The petition, filed by Kenosha School District in Wisconsin, sought to challenge a ruling from the U.S. Seventh Circuit Court of Appeals in favor of Ash Whitaker, a transgender high school student seeking to use the restroom consistent with his gender identity. It was the first-time ever a federal appeals court reached that decision.
As a condition of the settlement, the school district agreed to withdraw its petition before the Supreme Court seeking review of the Seventh Circuit ruling. The settlement, which remains subject to court approval, also requires the school district to allow Ash to use the boys’ room in the future should he return to campus as an alum.
Whitaker, who graduated from high school in June 2017 shortly after the Seventh Circuit issued its ruling, said in a statement he’s “deeply relieved” by the settlement.

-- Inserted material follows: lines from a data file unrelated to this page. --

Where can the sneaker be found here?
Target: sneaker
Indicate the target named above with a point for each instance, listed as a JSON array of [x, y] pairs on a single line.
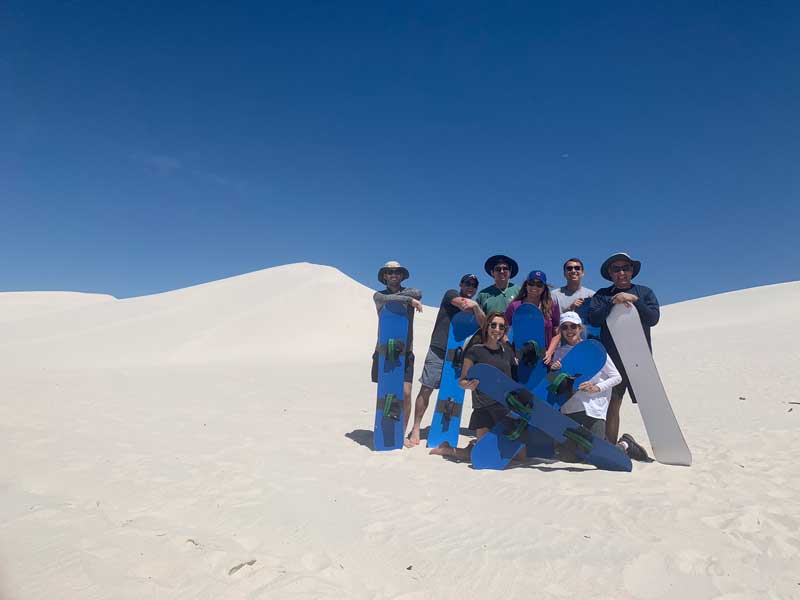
[[635, 450]]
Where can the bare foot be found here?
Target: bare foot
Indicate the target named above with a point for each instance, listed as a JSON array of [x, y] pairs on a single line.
[[413, 437], [444, 449]]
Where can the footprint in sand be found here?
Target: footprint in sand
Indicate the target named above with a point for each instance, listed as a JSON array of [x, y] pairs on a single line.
[[377, 531], [312, 561]]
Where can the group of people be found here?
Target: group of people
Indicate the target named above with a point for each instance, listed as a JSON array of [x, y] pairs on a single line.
[[566, 310]]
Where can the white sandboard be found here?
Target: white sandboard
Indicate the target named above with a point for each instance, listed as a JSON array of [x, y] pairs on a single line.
[[666, 438]]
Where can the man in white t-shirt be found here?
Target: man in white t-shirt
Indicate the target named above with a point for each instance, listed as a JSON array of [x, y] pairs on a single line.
[[588, 406], [573, 296]]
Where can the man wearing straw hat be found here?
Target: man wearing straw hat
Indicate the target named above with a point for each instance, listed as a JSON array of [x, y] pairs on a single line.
[[392, 274]]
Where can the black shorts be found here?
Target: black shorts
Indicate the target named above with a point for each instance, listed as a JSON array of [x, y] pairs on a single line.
[[487, 416], [408, 376], [618, 391]]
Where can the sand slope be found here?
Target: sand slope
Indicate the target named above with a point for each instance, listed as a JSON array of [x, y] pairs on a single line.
[[168, 447]]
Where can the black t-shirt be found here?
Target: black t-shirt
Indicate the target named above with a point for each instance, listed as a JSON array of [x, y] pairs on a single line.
[[441, 329], [502, 359]]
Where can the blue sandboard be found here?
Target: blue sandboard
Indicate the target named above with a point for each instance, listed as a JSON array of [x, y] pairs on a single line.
[[591, 448], [389, 415], [447, 415], [529, 342], [580, 364]]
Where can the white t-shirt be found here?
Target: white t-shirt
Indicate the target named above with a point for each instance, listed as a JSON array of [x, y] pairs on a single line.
[[595, 405], [564, 298]]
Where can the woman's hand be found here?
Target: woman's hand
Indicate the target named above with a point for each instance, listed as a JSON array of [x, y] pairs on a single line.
[[468, 384], [587, 386]]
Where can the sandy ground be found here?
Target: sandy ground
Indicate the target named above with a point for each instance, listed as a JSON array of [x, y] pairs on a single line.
[[175, 446]]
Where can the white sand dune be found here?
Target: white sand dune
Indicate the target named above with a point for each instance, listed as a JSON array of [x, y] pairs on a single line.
[[213, 442]]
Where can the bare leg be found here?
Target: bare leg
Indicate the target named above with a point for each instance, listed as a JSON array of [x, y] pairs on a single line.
[[459, 453], [612, 416], [406, 404], [420, 406]]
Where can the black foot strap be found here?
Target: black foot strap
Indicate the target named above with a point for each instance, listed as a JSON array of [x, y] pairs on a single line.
[[391, 407], [581, 436], [456, 356], [449, 408], [530, 353], [561, 384], [392, 349]]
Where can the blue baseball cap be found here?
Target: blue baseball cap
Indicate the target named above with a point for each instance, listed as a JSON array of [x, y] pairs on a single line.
[[537, 275]]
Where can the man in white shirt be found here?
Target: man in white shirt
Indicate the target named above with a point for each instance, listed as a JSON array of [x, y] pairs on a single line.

“Winning this case was so empowering and made me feel like I can actually do something to help other trans youth live authentically,” Whitaker said. “My message to other trans kids is to respect themselves and accept themselves and love themselves. If someone’s telling you that you don’t deserve that, prove them wrong.”
The agreement was reached between Kenosha School District and the San Francisco-based Transgender Law Center, which represented Whitaker.
Kris Hayashi, executive director of Transgender Law Center, said the agreement means the important Seventh Circuit precedent will be allowed to stand.
“The precedent in the Seventh Circuit is definitive,” Hayashi said. “Schools cannot single students out because they are trans. Period.”
Also as part of the settlement, the school district must pay $800,000 for the harm Ash experienced as a student and his reasonable attorneys’ fees and costs.
Other legal groups representing Whitaker were Relman, Dane & Colfax PLLC, a D.C.-based civil rights law firm and Robert Theine Pledl of McNally Peterson, S.C., based in Milwaukee, Wis.
Joseph Wardenski, an attorney with the civil rights law firm, Relman, Dane & Colfax PLLC, said in a statement the settlement “sends the clear message to all school districts that discriminating against transgender students is against the law.”
“We are pleased that KUSD decided not to needlessly drag this case through the courts any further, to compensate Ash for the concrete and avoidable harms he suffered, and to finally allow Ash to move on from this painful chapter of his life,” Wardenski said.
Representing Kenosha School District in the case was Ronald Stadler of the Milwaukee-based Mallery & Zimmerman, S.C.
Stalder said in a statement the consent decree doesn’t apply to individuals other than Whitaker.
Further, Stadler the vast majority of funds were paid by the school’s insurer; the only taxpayer funds spent by the district were its $25,000 deductible.
“KUSD has maintained all along that Whitaker was being treated entirely consistent with a procedure that, at the time the decision was made, was entirely legal under the law,” Stadler added. “Whitaker’s complaint contained many allegations, including that transgender students were required to wear ‘green wristbands’ and that Whitaker was singled out from other students. The district strongly denied such allegations and at no point in the litigation did Whitaker submit evidence to substantiate those disputed claims.”
Numerous courts have determined Title IX of the Education Amendments of 1972, which bars sex discrimination in schools, requires schools to allow transgender students to use the restroom consistent with their gender identity. The Seventh Circuit ruling in the Whitaker case upheld a trial court decision in his favor, which prompted the school district to file a petition before the Supreme Court.
The Supreme Court has yet to make a nationwide ruling on the issue. Justices could have rendered a national clarification — either for or against transgender students — if they had decided to take up the school district’s petition.
It’s the second time an opportunity for the Supreme Court to issue a nationwide ruling has been withdrawn. Last year, the Supreme Court nixed consideration of lawsuit filed by transgender student Gavin Grimm, who sought to use the boys’ room at high school in Virginia.
The Supreme Court nixed consideration of the case after the Trump administration revoked Obama-era guidance assuring transgender kids access to school restrooms consistent with their gender identity under Title IX. The Education Department subsequently issued a memo saying discrimination and harassment of transgender kids could amount to sex discrimination, but federal law doesn’t necessarily apply to bathroom use.
Masen Davis, CEO of the LGBT group Freedom for All Americans, said in a statement the agreement was good news for transgender students.
“This settlement sends a clear message that schools are responsible for treating transgender students fairly and equally, without exception,” Davis said. “All students deserve to focus on their education, build meaningful friendships and memories, and live their most authentic lives while at school.”